El Arab, l’Orient que j’ai connu/Brousse

La bibliothèque libre.
Sauter à la navigation Sauter à la recherche
Lugdunum (p. 154-160).

Brousse

Ce n’était pas pour rentrer en France que nous quittions Constantinople, mais pour aller à Brousse en Turquie d’Asie.

D’être restée éminemment turque, cette ville avait fait les délices des quelques poètes d’Occident assez heureux pour l’avoir visitée. Sa Mosquée Verte tourmentait les imaginations européennes. Mon mari, qui connaissait Brousse, savait bien ce qu’il faisait en m’y emmenant.

Il fallait, pour y arriver, passer par le port de Moudânia sur la mer de Marmara. Seul faisait le service entre Constantinople et ce port un bateau dont le pittoresque était extrême. Les différentes classes n’y étaient séparées les unes des autres que par une convention acceptée — ou presque. Et, comme il n’y avait de places où s’installer que sur le pont, nous pouvions sans nous déranger voir ce qui se passait dans les deuxièmes et les troisièmes classes.

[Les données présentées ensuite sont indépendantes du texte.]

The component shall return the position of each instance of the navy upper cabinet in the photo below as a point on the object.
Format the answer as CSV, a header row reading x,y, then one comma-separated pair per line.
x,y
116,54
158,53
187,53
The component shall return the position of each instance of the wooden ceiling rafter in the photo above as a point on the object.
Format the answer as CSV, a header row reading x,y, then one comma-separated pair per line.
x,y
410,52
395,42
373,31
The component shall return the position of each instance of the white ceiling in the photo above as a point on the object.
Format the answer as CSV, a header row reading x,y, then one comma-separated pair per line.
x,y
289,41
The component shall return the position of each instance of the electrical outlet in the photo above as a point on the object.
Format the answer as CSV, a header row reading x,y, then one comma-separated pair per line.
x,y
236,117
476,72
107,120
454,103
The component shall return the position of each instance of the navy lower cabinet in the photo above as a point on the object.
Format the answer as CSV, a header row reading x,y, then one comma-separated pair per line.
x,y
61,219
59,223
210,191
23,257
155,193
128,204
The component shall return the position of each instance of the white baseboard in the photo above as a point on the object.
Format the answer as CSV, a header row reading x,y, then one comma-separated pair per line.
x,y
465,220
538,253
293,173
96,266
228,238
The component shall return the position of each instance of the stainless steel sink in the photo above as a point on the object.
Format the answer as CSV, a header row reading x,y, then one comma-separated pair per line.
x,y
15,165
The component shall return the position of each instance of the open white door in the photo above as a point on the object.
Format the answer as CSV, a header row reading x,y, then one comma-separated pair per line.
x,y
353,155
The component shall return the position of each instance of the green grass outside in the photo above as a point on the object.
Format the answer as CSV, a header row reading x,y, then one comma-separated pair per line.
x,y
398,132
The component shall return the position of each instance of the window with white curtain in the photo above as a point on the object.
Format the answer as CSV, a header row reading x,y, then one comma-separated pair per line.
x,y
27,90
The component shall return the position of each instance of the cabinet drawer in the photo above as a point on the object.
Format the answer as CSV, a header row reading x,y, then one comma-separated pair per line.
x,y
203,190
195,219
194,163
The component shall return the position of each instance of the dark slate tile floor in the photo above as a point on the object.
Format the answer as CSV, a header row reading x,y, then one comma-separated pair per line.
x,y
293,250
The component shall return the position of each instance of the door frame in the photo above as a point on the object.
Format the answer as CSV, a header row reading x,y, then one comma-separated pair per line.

Des Turcs vêtus de cent couleurs, la moustache en croc, roulant des yeux terribles, dansaient entre eux la danse du poignard. D’autres cuisinaient leurs repas sur des petits fourneaux à braise apportés à cet effet. Tout l’avant du bateau, par contre, nous était intercepté par un vaste rideau. Loque pendue sur une corde interminable, sa destination était de cacher les harems embarqués.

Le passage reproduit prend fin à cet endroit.